That won’t do, her slipping away. “You’re not crowding me,” I say, meeting her gaze in the soft glow of the room, shaded blue and then green as the TV screen reflects on her face.

Worry lines her eyes. “It’s cool. Not everyone likes to cuddle.”

“I’m not everyone.”

“I know.”

“Is this your way of saying you don’t want to cuddle?” I counter, slightly guarded. I hope that’s not what she’s saying.

“No. It’s that…I want to be respectful of your space,” she says, full of tact.

I scoff. “Fuck respect,” I say, then raise my arm, inviting her back into the crook of my shoulder. “Get over here. And fuck those everyones who made you think guys don’t like to cuddle.”

She smiles. “Well, well, well. I guess I’ve learned you’re officially a cuddler.”

“Shut up and cuddle,” I say, then haul her against me.

“There you go again—giving me orders.”

“And you love them,” I tease. She does, and it’s easier to just be in this moment rather than think too hard about what happens tomorrow, next week, and next month.

She primly pulls the covers up. “I’m an independent woman.
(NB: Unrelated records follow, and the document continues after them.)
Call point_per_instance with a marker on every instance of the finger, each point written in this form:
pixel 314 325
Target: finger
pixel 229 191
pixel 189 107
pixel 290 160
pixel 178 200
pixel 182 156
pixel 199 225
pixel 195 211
I don’t want a man to tell me what to do.” She pauses and shoots me a mischievous look. “Unless we’re in bed and he wants to hold my throat.”

That’s a hell of a roadmap. She’s in her sleep cami, so I slide a palm over her chest, up her throat, then around it, gently holding her in place. “Such a good wife,” I say, low and smoky.

She shivers, then whispers, “Next time.”

Two perfect words. A simple promise of more. I’ll take what I can get for now. Rather than push my luck, I find a comedy and turn it on.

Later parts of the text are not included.